Although Alex's goal was $1 million, she attained an impressive $900,000 before she died on Aug. 1. "She's definitely a legend," Angela revealed. But so is Christi.
In addition to serving lemonade, the youngster has sponsored numerous Red Cross blood drives dressed in a lab coat with a stethoscope around her dainty neck. "She will even tell the nurse how to give a poke in the arm so it doesn't hurt the patient," her mother said. "She's a brave little girl because she's had to be."
Christi has received the Clara Barton award for her role in the drives.
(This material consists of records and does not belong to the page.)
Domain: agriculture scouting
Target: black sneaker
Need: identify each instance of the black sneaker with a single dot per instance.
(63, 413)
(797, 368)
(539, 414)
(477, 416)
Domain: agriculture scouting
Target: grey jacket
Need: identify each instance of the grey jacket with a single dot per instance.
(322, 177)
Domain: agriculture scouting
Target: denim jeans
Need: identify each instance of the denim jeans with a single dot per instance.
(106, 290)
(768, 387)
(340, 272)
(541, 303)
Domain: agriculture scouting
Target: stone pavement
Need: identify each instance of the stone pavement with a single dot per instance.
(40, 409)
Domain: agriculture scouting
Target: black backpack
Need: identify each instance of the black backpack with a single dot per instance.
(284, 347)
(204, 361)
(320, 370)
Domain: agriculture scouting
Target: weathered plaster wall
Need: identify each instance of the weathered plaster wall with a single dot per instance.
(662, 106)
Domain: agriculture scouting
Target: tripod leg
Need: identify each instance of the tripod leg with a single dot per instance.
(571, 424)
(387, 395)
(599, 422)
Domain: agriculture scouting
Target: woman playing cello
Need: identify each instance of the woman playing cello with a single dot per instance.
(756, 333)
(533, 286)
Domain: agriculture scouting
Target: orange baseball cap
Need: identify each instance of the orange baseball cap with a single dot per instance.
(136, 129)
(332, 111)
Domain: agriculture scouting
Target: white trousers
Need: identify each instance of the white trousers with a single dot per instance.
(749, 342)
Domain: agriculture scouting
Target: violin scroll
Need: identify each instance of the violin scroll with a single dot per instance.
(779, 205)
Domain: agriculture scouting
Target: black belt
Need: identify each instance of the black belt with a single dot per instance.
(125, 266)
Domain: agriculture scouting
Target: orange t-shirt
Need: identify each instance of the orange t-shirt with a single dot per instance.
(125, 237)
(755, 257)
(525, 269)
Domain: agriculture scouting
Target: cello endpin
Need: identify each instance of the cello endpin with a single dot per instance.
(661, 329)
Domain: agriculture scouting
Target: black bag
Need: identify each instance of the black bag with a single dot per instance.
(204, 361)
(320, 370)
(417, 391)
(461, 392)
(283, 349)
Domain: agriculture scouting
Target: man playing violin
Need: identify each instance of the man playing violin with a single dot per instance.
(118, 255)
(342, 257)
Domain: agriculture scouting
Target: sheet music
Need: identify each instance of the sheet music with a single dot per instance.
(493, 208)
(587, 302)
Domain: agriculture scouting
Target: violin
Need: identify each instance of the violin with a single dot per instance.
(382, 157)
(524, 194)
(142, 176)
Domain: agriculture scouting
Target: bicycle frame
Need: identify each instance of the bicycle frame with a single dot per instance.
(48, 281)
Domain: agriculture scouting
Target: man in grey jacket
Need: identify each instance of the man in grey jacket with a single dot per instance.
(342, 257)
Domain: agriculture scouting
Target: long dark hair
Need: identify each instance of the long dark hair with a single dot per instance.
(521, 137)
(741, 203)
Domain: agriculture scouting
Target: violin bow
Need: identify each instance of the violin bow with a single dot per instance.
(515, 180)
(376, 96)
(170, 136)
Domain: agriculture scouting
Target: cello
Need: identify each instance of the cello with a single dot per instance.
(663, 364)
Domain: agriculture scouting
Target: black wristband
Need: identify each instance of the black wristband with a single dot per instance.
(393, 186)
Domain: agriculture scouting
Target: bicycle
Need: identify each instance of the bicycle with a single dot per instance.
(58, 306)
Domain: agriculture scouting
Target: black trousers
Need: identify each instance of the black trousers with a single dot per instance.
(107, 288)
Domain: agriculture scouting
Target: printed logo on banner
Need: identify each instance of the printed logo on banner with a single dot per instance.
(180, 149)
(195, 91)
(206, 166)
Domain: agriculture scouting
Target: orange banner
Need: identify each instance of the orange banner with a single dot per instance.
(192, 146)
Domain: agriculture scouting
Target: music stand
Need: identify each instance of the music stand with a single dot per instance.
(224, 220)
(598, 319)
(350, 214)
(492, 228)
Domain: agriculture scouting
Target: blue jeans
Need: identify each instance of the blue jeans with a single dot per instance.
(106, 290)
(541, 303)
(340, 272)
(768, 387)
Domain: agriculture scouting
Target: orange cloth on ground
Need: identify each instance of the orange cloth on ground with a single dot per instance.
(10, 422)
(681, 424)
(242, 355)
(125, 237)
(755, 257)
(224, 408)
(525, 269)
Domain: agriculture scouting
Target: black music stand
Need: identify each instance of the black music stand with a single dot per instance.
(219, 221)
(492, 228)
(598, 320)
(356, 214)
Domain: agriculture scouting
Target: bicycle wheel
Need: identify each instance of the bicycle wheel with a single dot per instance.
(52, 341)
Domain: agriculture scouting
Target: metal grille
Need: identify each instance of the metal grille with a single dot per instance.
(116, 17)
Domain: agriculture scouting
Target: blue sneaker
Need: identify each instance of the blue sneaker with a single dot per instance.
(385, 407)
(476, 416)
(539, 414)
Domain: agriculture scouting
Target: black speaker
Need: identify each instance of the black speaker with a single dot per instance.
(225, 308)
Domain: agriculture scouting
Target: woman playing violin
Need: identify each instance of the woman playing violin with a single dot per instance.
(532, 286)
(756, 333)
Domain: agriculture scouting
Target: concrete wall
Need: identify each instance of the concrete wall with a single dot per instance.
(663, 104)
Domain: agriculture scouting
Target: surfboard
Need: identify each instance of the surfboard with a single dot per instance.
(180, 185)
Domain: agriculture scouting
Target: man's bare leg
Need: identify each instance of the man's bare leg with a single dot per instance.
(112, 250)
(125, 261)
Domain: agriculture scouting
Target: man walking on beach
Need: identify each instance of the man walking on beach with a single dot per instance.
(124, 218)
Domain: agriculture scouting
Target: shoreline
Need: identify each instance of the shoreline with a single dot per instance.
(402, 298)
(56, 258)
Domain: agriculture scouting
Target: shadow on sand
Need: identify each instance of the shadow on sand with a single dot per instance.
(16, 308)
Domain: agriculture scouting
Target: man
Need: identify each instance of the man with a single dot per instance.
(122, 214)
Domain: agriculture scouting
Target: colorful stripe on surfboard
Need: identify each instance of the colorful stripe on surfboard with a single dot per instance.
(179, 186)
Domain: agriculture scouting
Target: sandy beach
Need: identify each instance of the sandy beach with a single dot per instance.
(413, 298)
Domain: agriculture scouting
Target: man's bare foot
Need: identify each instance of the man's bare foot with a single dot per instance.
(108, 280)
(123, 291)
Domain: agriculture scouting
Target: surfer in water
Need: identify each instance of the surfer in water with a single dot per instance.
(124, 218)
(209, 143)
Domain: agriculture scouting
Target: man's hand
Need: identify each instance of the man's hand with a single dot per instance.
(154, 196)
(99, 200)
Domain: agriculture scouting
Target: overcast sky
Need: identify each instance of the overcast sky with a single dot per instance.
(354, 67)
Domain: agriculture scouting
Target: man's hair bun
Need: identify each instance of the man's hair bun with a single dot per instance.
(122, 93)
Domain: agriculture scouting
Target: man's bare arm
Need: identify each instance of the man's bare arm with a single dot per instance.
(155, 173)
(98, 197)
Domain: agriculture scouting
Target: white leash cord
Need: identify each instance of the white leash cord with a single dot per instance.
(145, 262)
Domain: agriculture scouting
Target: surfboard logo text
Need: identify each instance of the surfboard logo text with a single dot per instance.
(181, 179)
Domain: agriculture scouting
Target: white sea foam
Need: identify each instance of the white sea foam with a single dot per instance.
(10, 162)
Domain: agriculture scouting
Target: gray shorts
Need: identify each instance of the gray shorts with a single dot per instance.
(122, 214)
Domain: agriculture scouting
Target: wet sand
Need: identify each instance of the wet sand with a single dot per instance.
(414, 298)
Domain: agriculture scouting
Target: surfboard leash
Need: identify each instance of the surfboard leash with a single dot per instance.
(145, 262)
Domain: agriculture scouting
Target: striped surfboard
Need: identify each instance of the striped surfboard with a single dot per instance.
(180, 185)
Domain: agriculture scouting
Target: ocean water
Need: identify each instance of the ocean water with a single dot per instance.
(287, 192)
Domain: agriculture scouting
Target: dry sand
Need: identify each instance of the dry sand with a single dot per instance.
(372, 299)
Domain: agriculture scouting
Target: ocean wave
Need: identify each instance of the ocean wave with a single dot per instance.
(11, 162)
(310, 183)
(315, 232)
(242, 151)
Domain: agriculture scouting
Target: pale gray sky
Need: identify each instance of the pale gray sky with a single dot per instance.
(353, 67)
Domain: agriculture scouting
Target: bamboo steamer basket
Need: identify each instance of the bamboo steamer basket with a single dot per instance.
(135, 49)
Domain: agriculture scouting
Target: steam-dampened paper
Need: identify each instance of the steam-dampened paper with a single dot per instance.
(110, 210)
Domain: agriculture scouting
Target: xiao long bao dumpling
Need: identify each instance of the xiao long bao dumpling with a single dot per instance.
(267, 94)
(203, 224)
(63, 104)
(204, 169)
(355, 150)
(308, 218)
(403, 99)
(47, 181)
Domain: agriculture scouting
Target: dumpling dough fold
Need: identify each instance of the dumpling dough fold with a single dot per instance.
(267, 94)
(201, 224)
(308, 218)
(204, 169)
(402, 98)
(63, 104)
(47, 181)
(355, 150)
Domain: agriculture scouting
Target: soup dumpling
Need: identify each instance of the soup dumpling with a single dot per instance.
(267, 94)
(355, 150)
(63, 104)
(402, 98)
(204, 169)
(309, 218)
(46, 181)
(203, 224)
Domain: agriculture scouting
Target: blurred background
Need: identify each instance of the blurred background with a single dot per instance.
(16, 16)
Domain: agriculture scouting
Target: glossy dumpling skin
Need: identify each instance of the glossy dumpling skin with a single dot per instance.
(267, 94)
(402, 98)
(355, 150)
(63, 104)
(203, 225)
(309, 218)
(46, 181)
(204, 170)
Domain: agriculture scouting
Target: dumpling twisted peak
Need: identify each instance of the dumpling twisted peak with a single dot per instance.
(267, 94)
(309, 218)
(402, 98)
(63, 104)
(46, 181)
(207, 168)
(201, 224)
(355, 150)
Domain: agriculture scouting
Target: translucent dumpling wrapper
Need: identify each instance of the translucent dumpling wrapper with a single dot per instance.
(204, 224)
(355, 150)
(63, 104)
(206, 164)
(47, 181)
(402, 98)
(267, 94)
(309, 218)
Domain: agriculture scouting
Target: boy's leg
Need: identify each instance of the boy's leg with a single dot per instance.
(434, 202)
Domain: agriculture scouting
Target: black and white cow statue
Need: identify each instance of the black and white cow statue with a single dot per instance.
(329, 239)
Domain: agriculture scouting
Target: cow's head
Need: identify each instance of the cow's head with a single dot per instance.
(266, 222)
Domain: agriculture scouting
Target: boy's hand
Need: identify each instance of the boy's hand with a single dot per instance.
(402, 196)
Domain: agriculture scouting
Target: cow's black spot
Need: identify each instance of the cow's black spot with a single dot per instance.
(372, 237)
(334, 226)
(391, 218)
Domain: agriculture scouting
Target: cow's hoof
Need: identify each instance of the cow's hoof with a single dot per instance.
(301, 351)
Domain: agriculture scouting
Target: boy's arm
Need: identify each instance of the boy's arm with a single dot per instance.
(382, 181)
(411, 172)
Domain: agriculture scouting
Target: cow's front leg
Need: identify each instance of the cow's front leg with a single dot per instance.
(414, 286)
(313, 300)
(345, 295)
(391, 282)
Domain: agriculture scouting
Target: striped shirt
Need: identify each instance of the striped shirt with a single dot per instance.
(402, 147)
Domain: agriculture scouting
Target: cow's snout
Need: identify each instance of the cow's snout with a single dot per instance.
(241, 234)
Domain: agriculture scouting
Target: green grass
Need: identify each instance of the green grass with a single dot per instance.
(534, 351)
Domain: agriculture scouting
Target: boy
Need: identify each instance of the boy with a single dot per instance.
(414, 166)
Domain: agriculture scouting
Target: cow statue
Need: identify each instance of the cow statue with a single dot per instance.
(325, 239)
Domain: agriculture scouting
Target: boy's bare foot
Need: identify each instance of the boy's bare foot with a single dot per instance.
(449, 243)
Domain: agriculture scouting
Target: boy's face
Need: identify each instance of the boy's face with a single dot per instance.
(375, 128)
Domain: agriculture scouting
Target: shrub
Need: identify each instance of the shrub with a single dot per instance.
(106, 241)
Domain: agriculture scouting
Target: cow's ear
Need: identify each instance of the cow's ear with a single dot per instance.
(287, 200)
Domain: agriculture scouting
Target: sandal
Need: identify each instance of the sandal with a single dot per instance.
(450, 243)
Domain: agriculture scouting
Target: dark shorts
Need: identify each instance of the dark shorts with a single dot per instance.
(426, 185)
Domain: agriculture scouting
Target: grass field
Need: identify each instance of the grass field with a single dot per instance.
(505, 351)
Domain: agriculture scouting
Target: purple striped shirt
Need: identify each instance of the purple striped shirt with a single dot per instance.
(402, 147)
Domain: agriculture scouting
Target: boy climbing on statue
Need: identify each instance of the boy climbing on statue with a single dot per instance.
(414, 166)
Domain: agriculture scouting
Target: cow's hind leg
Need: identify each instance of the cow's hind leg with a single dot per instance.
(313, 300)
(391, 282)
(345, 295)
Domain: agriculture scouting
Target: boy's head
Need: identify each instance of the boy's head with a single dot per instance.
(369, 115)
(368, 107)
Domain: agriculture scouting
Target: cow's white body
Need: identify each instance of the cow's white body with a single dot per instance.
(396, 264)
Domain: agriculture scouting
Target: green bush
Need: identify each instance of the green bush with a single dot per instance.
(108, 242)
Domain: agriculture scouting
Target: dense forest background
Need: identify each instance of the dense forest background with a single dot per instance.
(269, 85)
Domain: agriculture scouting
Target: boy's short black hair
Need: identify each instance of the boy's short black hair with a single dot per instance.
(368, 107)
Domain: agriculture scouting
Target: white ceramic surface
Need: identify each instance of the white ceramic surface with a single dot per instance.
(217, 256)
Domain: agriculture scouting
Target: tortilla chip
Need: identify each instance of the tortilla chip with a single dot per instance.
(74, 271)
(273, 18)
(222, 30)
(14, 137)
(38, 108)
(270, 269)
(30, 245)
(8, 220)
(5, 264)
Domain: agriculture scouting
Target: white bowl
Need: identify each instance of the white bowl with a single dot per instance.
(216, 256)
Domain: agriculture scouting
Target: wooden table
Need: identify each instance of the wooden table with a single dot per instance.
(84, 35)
She was involved in a duck race event for Hospice at the Heritage Festival and read Alex's story to an education class at Heidelberg College -- with the lemonade stand opened for business at both.
"The kid's been ritually blessed, but she's given more than she's got," Shayne said proudly.
Like her benevolence, Christi's battle continues.
"Certainly she's not a success story, but she's underwent so many different treatments," Angela said, hoping that her experiences have the power to guide other families in similar situations.
Currently, Christi is taking ABT-751 which allows her to resume the activities of a normal 7-year-old while keeping her condition stable.
"It doesn't hurt and doesn't make me sick or anything," Christi said.
On this day at Putt'N'Pond, the parents smile at their treasured daughter running gleefully from game to game, accumulating green tickets.
"We're thrilled her quality of life is so high," Angela said.
"If it's short, we want to make it good," Shayne added.
"I really believe if we can just buy enough time, efforts like Alex's lemonade stand will help find a cure," his wife stressed with sincerity.
"We've put a man on the moon, we've got to be able to beat this."